In the SHORT syndrome, taking metformin may ironically worsen insulin resistance and cause the development of glucose intolerance. As a result, metformin therapy may be risky for these individuals. The SHORT syndrome may prove to be an intriguing model to investigate he mechanism(s) of metformin action, even though the exact cause of such profound and paradoxical worsening of glucose tolerance post metformin is still unknown.

In reaction to food intake, the beta cells produce insulin, an anabolic storage hormone, both basally and pulsatile. The essential role of insulin in cellular absorption and utilization of glucose Along with other processes like protein production and lipogenesis, insulin also controls gluconeogenesis.

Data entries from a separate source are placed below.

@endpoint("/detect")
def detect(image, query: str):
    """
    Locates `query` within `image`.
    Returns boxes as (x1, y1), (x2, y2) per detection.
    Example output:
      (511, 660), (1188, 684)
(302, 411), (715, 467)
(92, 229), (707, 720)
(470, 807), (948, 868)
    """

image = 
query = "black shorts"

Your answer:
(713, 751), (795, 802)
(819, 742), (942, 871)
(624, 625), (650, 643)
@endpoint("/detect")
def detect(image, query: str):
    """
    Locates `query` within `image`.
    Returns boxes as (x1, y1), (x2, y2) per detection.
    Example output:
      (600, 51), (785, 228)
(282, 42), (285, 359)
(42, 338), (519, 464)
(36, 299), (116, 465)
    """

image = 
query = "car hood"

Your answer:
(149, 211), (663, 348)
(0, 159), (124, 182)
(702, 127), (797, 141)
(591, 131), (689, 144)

According to the theory, insulin was required during our evolution because we experienced feasts and famines. Because the ability to store calories was advantageous for survival, insulin played a major role in evolution. So when and where did insulin start to be bad? Most likely at the same time, the world in which we evolved changed a little.

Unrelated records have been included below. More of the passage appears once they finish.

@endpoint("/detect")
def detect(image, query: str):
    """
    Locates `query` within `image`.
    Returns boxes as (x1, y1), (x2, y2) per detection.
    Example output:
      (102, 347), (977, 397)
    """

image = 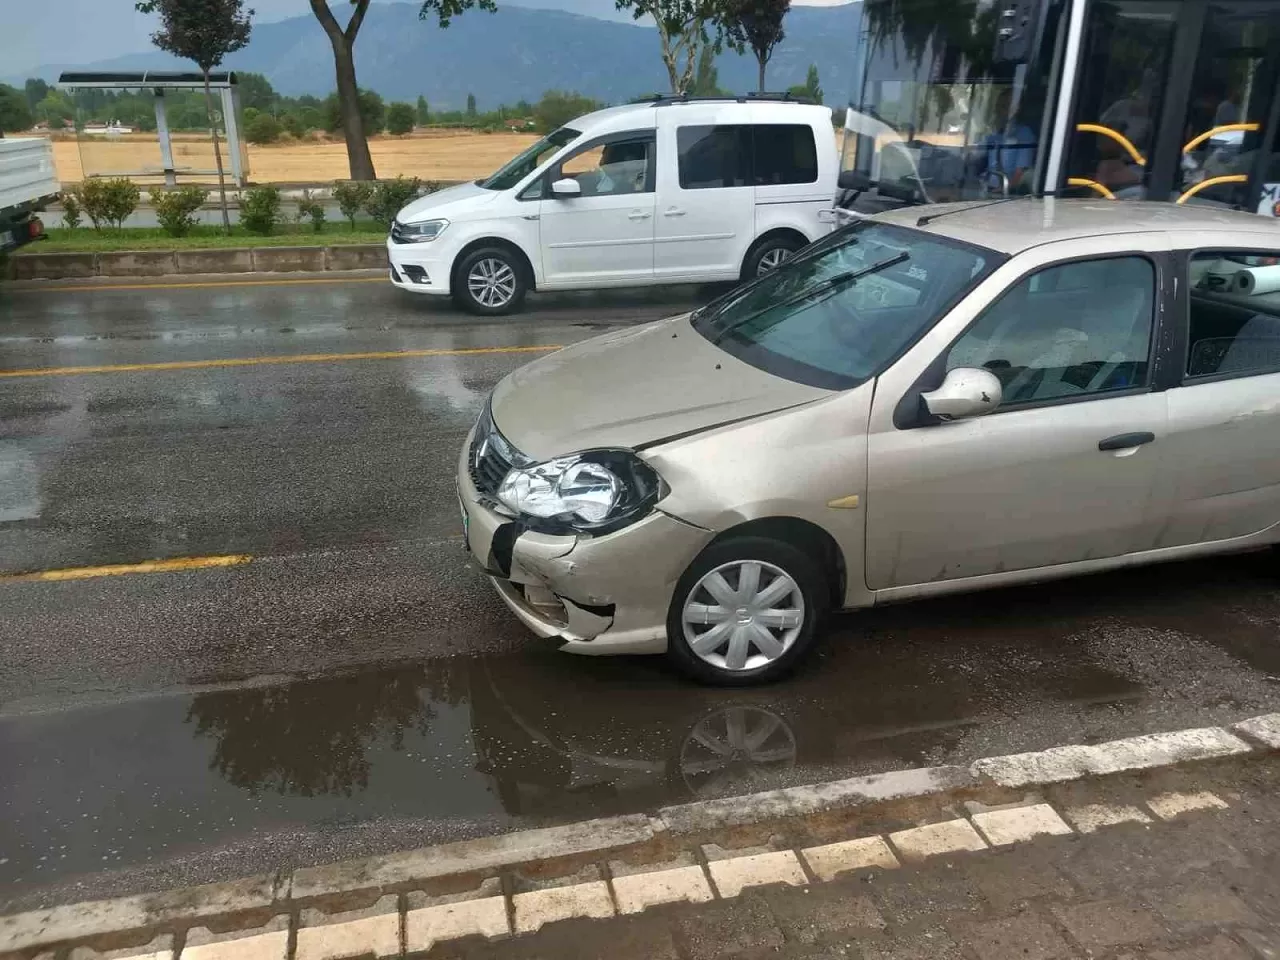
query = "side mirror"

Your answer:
(837, 169), (874, 191)
(920, 368), (1002, 420)
(550, 178), (581, 198)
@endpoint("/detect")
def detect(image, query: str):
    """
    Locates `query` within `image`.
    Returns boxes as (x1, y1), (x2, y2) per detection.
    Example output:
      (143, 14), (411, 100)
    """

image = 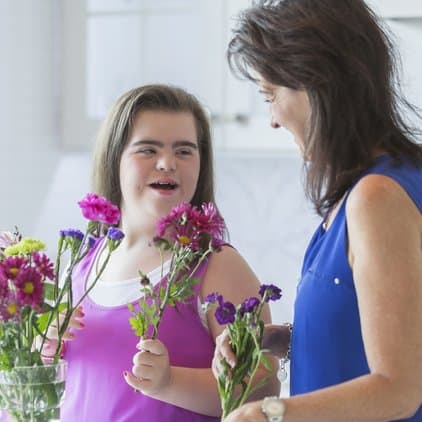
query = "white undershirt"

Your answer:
(88, 259), (172, 306)
(87, 258), (209, 330)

Insulin resistance is a condition in which cells, tissues, the liver, or the entire organism has an impaired reaction to endogenous or exogenous insulin. Insulin resistance, in the opinion of many researchers, plays a significant role in the emergence of the metabolic syndrome. The drug metformin is frequently used to manage diabetes as well as prediabetes, the metabolic syndrome, and insulin resistance. Metformin has been shown to prevent diabetes in a highrisk group, but the more traditional approach of changing one's lifestyle seems to be more effective. As a first-line treatment for diabetes, metformin continues to be a cornerstone of care. Overall, metformin appears to be a drug with little impact on weight loss, though there is some evidence to the contrary. Other diabetes medication seems to cause weight increase, but metformin seems to reduce it. In the majority of subpopulations, it currently appears unnecessary to use metformin as a primary weight-loss treatment in the non-diabetic population.